SysAdmin's Journey

Tracking Drupal's Outbound HTTP Requests Using Tcpdump

While working on tweaking performance for a client, I was able to shave 7 seconds of PHP execution time time off the homepage load. The cause was eventually tracked down to calls out to TinyURL for every node being rendered. The core problem came from the service links module. We were able to fix it by disabling short URL’s in the module, but the problem has been addressed in the current pre-release 2.x branch by using caching. We might have ended up discovering this by disabling module after module one at a time, but that would have taken forever. In today’s world of API’s and social media, it’s very common for a module to make calls to outside websites. However, care should be taken by the module authors when coding in these features. In our example, each call to TinyURL was fairly fast (300 - 400ms average), but on a homepage displaying 25 nodes, that adds over 7 seconds page load time. Think of the impact if TinyURL experienced a large slowdown, or even an outage? As far as I know, Drupal doesn’t give you a way out of the box to track such requests. However, using the tcpdump binary which is available on virtually all Unix variants, we can see exactly what’s happening. Note that you need root access to run tcpdump.

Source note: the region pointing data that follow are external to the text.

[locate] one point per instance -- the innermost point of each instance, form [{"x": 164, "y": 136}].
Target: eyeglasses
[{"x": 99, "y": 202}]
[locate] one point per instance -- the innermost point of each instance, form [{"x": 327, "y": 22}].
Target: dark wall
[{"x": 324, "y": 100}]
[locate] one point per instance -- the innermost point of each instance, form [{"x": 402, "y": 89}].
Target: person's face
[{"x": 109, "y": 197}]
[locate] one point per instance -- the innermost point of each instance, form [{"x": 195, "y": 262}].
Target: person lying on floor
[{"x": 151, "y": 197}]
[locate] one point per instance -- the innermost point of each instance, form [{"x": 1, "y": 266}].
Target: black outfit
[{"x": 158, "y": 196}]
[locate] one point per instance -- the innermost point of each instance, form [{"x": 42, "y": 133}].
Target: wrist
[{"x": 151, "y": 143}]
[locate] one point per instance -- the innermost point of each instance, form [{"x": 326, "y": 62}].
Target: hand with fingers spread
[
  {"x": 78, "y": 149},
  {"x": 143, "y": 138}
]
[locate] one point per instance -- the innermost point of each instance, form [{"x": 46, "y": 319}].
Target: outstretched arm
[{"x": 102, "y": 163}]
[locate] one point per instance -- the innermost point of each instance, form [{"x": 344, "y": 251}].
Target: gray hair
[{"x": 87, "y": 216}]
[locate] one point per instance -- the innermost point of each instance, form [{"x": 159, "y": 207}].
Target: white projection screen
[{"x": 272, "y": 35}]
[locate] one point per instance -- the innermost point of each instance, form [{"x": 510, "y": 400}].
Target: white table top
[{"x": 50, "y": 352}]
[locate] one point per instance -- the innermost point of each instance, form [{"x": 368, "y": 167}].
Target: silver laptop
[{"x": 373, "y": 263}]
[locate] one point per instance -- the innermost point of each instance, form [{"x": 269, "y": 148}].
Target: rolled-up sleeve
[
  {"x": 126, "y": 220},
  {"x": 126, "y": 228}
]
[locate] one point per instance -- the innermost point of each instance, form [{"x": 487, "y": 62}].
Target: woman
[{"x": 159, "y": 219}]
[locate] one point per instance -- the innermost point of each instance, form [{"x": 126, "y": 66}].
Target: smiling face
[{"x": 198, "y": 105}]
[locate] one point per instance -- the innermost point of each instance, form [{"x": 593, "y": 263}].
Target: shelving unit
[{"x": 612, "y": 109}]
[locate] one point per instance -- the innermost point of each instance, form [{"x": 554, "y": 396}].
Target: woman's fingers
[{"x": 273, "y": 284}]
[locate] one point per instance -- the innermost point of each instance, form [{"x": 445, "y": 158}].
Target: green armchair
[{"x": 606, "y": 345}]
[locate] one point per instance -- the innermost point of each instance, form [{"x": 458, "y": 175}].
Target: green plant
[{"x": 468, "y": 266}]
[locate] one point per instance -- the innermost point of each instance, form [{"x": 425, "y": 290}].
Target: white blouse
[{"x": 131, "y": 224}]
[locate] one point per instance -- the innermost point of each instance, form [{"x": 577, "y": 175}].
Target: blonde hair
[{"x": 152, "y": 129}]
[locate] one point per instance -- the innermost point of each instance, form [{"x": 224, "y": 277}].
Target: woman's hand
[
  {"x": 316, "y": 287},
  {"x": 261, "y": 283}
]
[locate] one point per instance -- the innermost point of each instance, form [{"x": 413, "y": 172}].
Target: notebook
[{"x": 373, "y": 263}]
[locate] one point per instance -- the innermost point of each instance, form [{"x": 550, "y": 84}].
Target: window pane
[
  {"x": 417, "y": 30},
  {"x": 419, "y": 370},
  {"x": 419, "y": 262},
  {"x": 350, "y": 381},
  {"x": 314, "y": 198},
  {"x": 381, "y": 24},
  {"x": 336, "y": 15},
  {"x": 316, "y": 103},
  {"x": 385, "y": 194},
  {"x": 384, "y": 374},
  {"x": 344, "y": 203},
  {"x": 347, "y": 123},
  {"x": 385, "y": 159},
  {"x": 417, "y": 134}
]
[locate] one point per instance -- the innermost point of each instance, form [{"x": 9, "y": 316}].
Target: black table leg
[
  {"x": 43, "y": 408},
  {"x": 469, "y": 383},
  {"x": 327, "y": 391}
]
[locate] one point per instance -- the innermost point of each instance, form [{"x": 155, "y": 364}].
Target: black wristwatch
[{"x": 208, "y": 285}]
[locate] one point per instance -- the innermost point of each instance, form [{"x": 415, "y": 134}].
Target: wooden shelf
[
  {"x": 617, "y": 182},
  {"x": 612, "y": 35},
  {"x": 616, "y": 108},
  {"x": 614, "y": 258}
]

Let’s say that the IP address of your primary interface is 10.0.0.1. By using this tcpdump command, we can see all outbound HTTP and HTTPS requests in real time: tcpdump src host 10.0.0.1 and dst port 80 or dst port 443

If you don’t get any traffic after a few seconds, go hit your /cron.php page - this should generate some traffic like this for you to see: Here we can see that our host is making a bunch of outbound requests to master.drupal.org. This is because the “Update Status” module is checking to see what upgrades are available for us. What if you see traffic and don’t know what module is causing it? grep to the rescue! In order to find out which module was making the calls to TinyURL, we ran the following command: grep -R ‘tinyurl.com’ /path/to/drupal/sites/all/modules/*

This returned one hit, from /path/to/drupal/sites/all/modules/service_links/service_links.module. By disabling the short links feature within the module we decreased page load time by 7 seconds!